Rice herself has not spoken directly on the issue of unmasking. Last month when she was asked on the "PBS NewsHour" about reports that Trump transition officials, including Trump himself, were swept up in incidental intelligence collection, Rice said : "I know nothing about this," adding, "I was surprised to see reports from Chairman Nunes on that account today."

Rice's requests to unmask the names of Trump transition officials do not vindicate Trump's own tweets from March 4 in which he accused Obama of illegally tapping Trump Tower. There remains no evidence to support that claim.
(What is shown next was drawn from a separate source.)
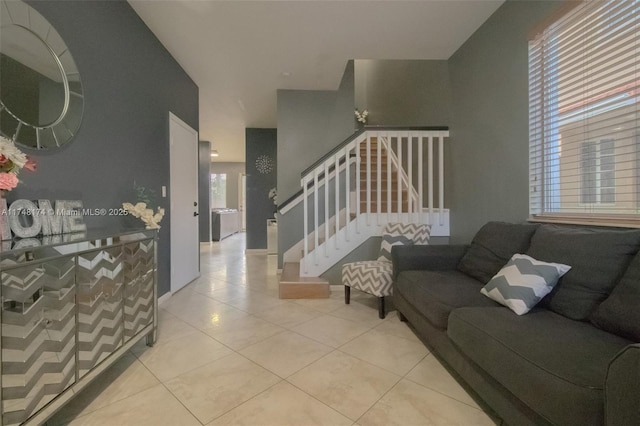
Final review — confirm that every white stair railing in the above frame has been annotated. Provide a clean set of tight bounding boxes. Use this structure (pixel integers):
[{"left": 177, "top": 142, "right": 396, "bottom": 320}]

But Rice's multiple requests to learn the identities of Trump officials discussed in intelligence reports during the transition period does highlight a longstanding concern for civil liberties advocates about U.S. surveillance programs. The standard for senior officials to learn the names of U.S. persons incidentally collected is that it must have some foreign intelligence value, a standard that can apply to almost anything. This suggests Rice's unmasking requests were likely within the law.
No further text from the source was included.